Go East! German internal migration reversed 1st time since fall of Berlin Wall

© Fabrizio Bensch
More Germans are choosing to live in the former East Germany than the western part of the country, according to newly released statistics, with Berlin being a big draw.

The German edition of the Huffington Post cites a report published by the Federal Institute for Population Research (BiB) on Monday, which covers a timeline from 1991 to 2014.

The HuffPo notes that internal migration trends first showed signs of a change in 2012.

In 2014, a reported 141,966 people moved from West to East Germany, as opposed to 134,765 internal migrants moving the other way.

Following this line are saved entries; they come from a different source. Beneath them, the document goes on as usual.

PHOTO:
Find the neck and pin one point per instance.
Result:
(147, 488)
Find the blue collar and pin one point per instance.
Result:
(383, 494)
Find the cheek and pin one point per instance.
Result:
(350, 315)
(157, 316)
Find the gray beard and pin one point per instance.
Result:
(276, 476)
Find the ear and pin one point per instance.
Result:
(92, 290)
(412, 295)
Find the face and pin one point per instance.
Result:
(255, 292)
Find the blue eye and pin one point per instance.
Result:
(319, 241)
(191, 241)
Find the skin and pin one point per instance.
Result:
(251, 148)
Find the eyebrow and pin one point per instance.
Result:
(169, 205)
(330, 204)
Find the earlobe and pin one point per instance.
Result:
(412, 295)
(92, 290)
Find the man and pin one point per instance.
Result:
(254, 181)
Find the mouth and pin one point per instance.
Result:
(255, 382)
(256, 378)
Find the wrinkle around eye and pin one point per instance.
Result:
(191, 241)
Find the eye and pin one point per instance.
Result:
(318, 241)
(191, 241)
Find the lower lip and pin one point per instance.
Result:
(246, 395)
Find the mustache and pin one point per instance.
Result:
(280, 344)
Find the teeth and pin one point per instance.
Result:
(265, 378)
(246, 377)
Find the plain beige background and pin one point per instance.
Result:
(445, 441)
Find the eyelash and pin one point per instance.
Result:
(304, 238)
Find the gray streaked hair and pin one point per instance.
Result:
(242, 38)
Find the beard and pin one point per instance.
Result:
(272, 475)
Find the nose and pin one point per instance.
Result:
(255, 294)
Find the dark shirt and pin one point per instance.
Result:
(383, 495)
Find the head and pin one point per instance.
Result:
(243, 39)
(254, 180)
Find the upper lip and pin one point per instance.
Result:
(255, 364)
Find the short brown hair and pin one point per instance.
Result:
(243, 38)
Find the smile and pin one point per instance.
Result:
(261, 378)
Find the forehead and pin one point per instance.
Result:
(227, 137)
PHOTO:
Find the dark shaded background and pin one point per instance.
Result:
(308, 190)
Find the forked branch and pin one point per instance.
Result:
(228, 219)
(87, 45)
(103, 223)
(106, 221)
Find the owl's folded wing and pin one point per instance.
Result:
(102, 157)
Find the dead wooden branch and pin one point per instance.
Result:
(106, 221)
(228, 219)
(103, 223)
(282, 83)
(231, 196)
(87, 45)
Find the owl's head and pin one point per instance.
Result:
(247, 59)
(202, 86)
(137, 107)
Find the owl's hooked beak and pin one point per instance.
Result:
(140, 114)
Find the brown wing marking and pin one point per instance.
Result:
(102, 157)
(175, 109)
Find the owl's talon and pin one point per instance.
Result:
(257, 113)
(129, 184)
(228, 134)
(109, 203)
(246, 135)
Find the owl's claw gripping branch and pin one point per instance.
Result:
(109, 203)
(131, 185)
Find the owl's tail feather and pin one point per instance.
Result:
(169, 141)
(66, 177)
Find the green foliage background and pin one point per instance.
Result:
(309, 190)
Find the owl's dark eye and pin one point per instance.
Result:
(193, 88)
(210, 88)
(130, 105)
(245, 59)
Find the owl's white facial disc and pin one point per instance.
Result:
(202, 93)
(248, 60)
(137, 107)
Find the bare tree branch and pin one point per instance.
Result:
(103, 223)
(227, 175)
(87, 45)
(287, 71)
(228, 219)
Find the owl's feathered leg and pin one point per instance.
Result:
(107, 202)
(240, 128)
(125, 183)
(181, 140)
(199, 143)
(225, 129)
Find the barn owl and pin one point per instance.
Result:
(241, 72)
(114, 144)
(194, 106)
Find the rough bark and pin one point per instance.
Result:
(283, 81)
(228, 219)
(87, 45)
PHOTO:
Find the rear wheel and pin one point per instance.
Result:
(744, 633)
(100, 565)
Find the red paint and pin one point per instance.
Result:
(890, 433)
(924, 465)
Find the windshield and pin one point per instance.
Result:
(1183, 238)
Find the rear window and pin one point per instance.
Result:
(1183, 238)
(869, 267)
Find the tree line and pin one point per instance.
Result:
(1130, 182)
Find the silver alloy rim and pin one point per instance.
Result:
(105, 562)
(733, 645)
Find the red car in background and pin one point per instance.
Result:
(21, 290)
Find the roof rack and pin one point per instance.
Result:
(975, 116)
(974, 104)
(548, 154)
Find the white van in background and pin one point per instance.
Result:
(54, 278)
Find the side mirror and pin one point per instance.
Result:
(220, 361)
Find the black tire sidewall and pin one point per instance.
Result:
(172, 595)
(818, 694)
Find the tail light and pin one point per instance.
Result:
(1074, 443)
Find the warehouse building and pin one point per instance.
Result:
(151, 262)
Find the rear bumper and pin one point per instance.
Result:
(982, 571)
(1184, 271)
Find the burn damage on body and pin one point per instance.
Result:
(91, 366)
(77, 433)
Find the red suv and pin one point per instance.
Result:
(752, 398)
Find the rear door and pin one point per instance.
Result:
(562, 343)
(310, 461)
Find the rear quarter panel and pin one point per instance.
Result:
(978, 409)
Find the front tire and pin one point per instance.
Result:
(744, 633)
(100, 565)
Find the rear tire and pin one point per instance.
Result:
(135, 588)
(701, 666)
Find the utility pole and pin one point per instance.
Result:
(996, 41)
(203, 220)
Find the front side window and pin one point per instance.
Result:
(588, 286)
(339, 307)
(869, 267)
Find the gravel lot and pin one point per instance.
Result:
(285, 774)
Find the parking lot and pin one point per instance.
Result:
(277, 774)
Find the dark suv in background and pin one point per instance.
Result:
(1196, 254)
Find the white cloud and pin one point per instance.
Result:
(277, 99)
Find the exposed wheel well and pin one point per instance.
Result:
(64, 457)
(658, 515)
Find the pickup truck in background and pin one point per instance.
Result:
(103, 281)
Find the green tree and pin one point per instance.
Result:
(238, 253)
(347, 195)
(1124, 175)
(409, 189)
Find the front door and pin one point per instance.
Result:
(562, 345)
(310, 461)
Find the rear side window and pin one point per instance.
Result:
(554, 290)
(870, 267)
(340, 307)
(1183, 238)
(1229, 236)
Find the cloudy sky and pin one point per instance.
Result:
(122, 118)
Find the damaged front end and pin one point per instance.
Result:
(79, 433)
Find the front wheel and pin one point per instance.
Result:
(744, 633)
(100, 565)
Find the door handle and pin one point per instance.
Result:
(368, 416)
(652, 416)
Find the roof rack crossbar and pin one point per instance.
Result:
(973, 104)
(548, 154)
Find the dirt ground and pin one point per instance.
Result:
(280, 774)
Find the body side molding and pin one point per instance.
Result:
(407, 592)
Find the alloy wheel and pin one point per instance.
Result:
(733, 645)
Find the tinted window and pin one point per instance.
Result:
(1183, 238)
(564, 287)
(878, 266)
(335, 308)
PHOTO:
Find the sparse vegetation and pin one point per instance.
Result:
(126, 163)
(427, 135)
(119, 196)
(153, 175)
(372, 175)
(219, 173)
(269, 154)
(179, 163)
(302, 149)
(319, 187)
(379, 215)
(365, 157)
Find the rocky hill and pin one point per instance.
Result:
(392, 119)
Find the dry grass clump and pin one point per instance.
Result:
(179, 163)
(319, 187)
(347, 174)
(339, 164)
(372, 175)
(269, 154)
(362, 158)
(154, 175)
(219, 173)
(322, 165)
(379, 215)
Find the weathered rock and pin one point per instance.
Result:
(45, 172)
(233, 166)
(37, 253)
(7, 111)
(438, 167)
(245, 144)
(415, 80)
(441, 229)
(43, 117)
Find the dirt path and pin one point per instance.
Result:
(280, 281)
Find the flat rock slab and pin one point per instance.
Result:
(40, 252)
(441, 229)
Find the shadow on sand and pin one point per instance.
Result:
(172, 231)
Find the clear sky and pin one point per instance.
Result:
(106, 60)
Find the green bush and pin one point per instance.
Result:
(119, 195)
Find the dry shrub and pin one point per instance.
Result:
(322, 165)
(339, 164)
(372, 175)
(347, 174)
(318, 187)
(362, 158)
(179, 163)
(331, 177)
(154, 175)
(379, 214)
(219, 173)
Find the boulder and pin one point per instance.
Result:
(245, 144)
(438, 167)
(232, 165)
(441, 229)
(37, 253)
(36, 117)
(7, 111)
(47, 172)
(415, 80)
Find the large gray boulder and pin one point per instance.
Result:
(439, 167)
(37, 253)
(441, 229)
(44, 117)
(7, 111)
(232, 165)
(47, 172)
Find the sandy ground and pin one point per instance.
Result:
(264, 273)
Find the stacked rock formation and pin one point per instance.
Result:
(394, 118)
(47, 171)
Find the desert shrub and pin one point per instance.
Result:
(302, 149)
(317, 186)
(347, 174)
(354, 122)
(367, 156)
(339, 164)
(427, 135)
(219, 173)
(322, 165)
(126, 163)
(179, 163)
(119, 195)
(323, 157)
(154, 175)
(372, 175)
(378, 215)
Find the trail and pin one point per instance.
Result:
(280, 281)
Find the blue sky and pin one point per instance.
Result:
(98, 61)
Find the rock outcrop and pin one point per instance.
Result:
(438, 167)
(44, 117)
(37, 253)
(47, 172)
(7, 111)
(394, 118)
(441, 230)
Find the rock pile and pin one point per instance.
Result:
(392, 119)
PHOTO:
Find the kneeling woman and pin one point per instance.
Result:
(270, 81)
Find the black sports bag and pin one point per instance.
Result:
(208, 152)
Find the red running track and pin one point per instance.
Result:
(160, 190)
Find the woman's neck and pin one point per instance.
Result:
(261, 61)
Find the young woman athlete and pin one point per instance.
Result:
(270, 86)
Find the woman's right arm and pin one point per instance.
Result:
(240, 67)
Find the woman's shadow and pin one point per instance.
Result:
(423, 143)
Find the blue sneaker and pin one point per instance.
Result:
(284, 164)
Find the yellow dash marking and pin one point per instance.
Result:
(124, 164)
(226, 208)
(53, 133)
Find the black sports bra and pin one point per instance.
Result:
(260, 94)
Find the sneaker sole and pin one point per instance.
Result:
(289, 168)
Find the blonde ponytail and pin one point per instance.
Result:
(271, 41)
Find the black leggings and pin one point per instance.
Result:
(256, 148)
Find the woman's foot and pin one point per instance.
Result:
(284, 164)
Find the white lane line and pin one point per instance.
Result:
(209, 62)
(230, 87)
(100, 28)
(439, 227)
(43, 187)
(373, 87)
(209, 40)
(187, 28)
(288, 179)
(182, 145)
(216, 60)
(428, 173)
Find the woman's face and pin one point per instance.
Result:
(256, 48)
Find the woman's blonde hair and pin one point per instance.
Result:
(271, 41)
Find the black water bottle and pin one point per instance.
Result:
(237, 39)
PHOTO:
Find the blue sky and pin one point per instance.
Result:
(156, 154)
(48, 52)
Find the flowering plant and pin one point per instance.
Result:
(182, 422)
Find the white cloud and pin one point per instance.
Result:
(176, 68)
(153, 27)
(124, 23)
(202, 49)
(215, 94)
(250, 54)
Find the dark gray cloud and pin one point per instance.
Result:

The positive difference of 7,201 in favor of the East was reached in most part because of Berlin, which attracts young Germans seeking opportunities in creative industries who can also tap into the relatively accessible property market. 

“Berlin and its surroundings have been attractive to migrants from the west. Without Berlin, net immigration would still be negative,” The Local quotes the institute as saying.

It has taken a quarter of a century for the situation to change, but the new tendency is clear: lower living expenses, higher salaries and brighter career opportunities are slowly, yet steadily, pulling Germany’s economically-active population eastwards.

In 2014, the HuffPo noted several reasons why Eastern Germany is on the rise. Among seven points, the media outlet named a larger number of people with a college diploma, a smaller difference between average salaries for men and women (8 percent against a 24-percent gap in the West), larger pensions in the East for both men and women, a larger number of female managers in the East, and lower rental rates in East Berlin – which is ranked ninth in the list of Germany’s 10 most expensive cities.

Along with its relatively low rents, Berlin in particular attracts young people through its artistic and cultural scene.

The trend is not confined to Berlin, and parts of Saxony Federal Land, with its booming economic centers of Dresden and Leipzig, are also inspiring West Germans to pack up and move eastward.

Saxony is attracting people “with quite remarkable hike gains for Leipzig and Dresden,” explained Bernhard Köppen from BiB.

Leipzig, whose population is expected to reach 600,000 by 2020, up from the current 550,000, has been experiencing a boom since the start of the millennium, after BMW and Porsche opened factories in the city.

A true cultural metropolis, Leipzig also hosts a number of innovative companies and boasts a mix of diverse educational opportunities. The city has also received an economic boost due to RB Leipzig Football Club, which has just been promoted to the Bundesliga – the country’s top division.

Other cities highlighted as drivers for growth are Erfurt and Potsdam.

Last Friday a new report published by Swiss think tank Prognos claimed that major Eastern German urban centers are “growing the roots of long-term wealth,” The Local reported.

Prognos’ Future Atlas 2016 – a comprehensive study of the economic fortunes of 402 German cities and regions – revealed that Berlin, Leipzig, Erfurt, Chemnitz and Weimar “have all made huge leaps up the rankings since the last report was published in 2013.”

According to Prognos, Leipzig was named the absolute winner among other fast-developing German cities, rising 197 places up the charts since 2004.